Installing a Class A chimney system is an easy way to vent a wood stove without having the expense of constructing a full masonry chimney. However, planning the installation is very important. Don't worry though, we're here to help you through it! Many factors must be taken into consideration to have a safe and proper U.L. approved installation. One of the most important aspects of the planning process is installing the proper amount of chimney pipe above the roof.
3-2-10 Rule Explained
If you've been researching Class A chimney pipes, you've probably heard of the 3-2-10 foot rule numerous times. This rule refers to the proper height of the chimney pipe above the roof.
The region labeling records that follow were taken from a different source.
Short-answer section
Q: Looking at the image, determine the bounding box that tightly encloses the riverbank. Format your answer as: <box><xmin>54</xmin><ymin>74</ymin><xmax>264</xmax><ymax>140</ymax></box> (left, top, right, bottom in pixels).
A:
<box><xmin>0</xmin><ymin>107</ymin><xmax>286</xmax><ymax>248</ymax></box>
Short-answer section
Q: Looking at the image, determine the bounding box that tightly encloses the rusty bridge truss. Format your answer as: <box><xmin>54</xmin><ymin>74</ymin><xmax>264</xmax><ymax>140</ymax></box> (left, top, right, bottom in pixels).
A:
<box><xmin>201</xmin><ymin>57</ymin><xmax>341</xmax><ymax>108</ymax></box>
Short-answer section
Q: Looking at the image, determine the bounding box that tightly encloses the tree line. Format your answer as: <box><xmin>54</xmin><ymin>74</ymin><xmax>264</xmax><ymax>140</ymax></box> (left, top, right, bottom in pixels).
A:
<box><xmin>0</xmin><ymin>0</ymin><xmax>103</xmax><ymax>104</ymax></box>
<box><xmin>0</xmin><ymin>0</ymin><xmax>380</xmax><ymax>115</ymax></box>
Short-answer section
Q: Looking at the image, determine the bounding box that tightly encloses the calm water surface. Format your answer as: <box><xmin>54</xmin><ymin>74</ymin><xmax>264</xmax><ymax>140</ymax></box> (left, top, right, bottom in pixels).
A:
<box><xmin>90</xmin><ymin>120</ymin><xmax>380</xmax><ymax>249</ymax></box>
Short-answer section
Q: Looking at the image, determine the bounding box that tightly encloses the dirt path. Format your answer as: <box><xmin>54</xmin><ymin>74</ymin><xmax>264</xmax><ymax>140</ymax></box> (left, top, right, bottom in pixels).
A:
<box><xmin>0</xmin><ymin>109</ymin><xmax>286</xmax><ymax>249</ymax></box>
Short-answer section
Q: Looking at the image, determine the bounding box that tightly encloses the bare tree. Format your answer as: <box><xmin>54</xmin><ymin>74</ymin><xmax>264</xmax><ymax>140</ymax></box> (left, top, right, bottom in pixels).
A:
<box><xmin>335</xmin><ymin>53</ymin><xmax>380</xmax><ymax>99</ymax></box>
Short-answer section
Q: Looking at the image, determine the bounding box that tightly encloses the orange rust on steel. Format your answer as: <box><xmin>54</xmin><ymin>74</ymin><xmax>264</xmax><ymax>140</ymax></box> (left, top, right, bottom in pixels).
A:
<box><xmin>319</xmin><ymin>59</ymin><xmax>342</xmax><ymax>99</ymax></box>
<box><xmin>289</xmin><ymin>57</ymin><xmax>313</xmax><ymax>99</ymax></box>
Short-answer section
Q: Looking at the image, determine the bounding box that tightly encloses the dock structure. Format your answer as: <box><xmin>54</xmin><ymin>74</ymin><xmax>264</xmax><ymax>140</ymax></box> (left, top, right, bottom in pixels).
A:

Explained, the chimney pipe must be a minimum of three feet above the roof but also two feet taller than anything within ten feet.
- Minimum three feet above the high side of the roof
- At least two feet taller than anything within ten feet
The portion of the rule stating the pipe needs to be 2 feet above anything within 10 feet is where most people get confused. Most people think of that in terms of trees, satellites, or other parts of the home, which are all accurate, but neglect to consider the roof itself. The higher the roof pitch is, the closer the roof will be to the pipe where it penetrates the roof. This doesn't necessarily mean the pipe must be above the tallest part of the roof, which is known as the ridge. But, the pipe will require a 10' horizontal clearance from the roof.
Easy Calculation for Chimney Pipe Height
Knowing the pitch of the roof is extremely helpful in determining the height the chimney pipe must be above the roof. Roof pitch explained simply is rise over run. The 'rise' is the vertical rise of the roof over the 'run' which is the horizontal distance. In the construction world, the run is defined as 12 which is 12" of horizontal run. So, the roof pitch is determined by how many inches the roof rises to the peak over 12" in horizontal length.
Here is a helpful article explaining how to measure roof pitch.
Next, we need to know if the penetration in the roof will be within ten feet horizontal distance of the ridge. If you are further than 10' horizontal distance from the ridge, we will use a multiplier of 10 feet since this requirement is covered. Anything closer than 10', you will use that measurement as the multiplier.
Once we know our roof pitch and our distance from the ridge, it is now very easy to determine the chimney height by doing a little math.
For example, let's say our roof pitch is 7/12 (7" of vertical rise over 12" of horizontal run) and the roof penetration is further than 10 feet horizontal away from the ridge of the roof. We take the roof pitch rise of 7" and multiply that by 10 which equals 70". This means if we measure up 70" at the roof penetration, we will have a horizontal clearance from the roof by 10'. Now that we have a clearance of 10' we must be 2' (or 24 inches) higher than that point. Now we add 24" to the 70" which gives us a chimney height above the roof of 94". The chimney in this example must extend 94" above the roof, measured from "uphill" side of the chimney.
Let's do the same example but we'll move the roof penetration closer to the ridge of the roof. Our roof pitch is 7/12 and the roof penetration will be 4 feet away from ridge of the roof. We take the roof pitch rise of 7" (inches of rise per foot) and multiply that by 4 (feet of horizontal run to high point) which equals 28" (inches of rise to the highest point within 10 feet of the chimney penetration). Now, we only need to be 2 feet higher (or 24 inches) than that, so we will add 24" to 28" to equal a total height of 52". The chimney in this example must extend 52" above the roof, measured from "uphill" side of the chimney.
At this point we cover everything in the rule: the chimney is a minimum for 3' above the uphill side of the roof and 2' higher than anything within 10' feet.
This clearance is set up to help prevent any embers from landing on the roof. This height requirement is extremely important for the safety of the chimney system.
Please remember, the manufacturer's manual should also be considered. If the chimney pipe manufacturer states more clearance or chimney height is required, that needs to be followed.